[Foundation-l] Robert Mugabe's daughter - news story originating from Wikipedia?
robert_horning at netzero.net
Fri Mar 30 00:37:18 UTC 2007
Gregory Maxwell wrote:
> On 3/29/07, Robert Brockway <rbrockway at opentrend.net> wrote:
>> While I do agree with this point, an MP making a statement in parliament
>> should be double checking all facts (don't they have staff to do this?).
>> Verification from a primary source (ie, LSE) should have been sought.
>> I'll point out that IMHO anon edits do more harm to WP than good. If
>> people care about the project let them create an account - it takes
>> perhaps 30 seconds?
> We've never demonstrated that turning off anon-page creation made a
> substantial improvement on enwiki... I wouldn't make claims like yours
> without seeing it.
> Think of it this way, if you see a little error you'd like to correct,
> why would you also want to jump through a login hoop.. after all
> you're doing US a favor.
> If instead you'd like to put in some amusing piece of vandalism, you'd
> probably jump through a dozen hoops to pull it off. Some crackers will
> spend weeks of work sometimes to deface a single webpage...

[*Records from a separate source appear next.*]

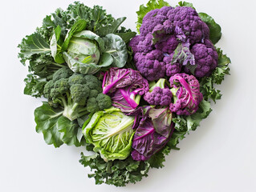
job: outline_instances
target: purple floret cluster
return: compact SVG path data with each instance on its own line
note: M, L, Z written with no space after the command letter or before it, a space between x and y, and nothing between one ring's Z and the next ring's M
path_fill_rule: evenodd
M161 89L160 86L155 87L151 93L147 92L144 96L144 99L153 106L169 106L172 98L173 94L169 89Z
M211 74L218 55L208 26L191 7L152 10L140 32L129 42L137 70L111 68L103 93L112 106L135 116L131 156L146 161L170 140L173 115L197 112L203 100L198 79ZM140 97L148 105L140 105Z
M193 72L197 78L209 76L217 66L217 54L209 39L209 27L191 7L152 10L144 17L140 32L129 46L137 70L148 81L182 72ZM181 43L186 45L185 50L177 48ZM194 71L188 63L196 65Z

> In any case, the harm caused by vandalism itself is very minor. The
> harm caused by our current practice of always instantly distributing
> anonymous edits to the entire world, is what is actually of concern.
I have wondered if it might be something useful for some of our projects
to have a "published" page that would be a snapshot of the regular page
that most of the people who have worked on and tried to develop the
content on that page could say is slightly more authoritative than the
general "draft" page. I'm not talking anything fancy here, but perhaps
something like a "publish" tab for an admin or other trusted user that
would create a permalink to the current version of the page. The
"draft" page would still be editable as normal, and it would be
considered pro forma for users to request a particular page to get this
published status. Perhaps something on the talk pages for more
controversial content like the George W. Bush article, where the active
content developers would decide what version is more or less ready for
prime time and free of most vandalism.
While this is something that could be gamed by vandals, I think it would
be quite a bit harder to produce some of the raw garbage such as what
was added to this article about Robert Mugabe. At the very least,
articles that generally aren't watched (or seldom watched) would have a
stable version that wouldn't necessarily require constant vigilance by
the vandalism patrol to keep them current. And you could diff the draft
from the published article to help spot some of the vandals like this
individual and the one that massacred the Siegenthaler article as well.
Certainly something needs to happen here, as like it or not, Wikipedia
is being taken much more seriously than it was a few years ago. I know
the Wikipedia 1.0 crew is trying other methods to come up with quality
articles to showcase, but more could be done. And we have to somehow
balance the need to expand the user base for Wikimedia projects with
trying to come up with quality content.
Allowing anon editing is merely one tool to try and encourage new people
to come in and join our projects. The more steps they have to go
through in order to become considered full members of our community, the
harder it will be to get people to help us out.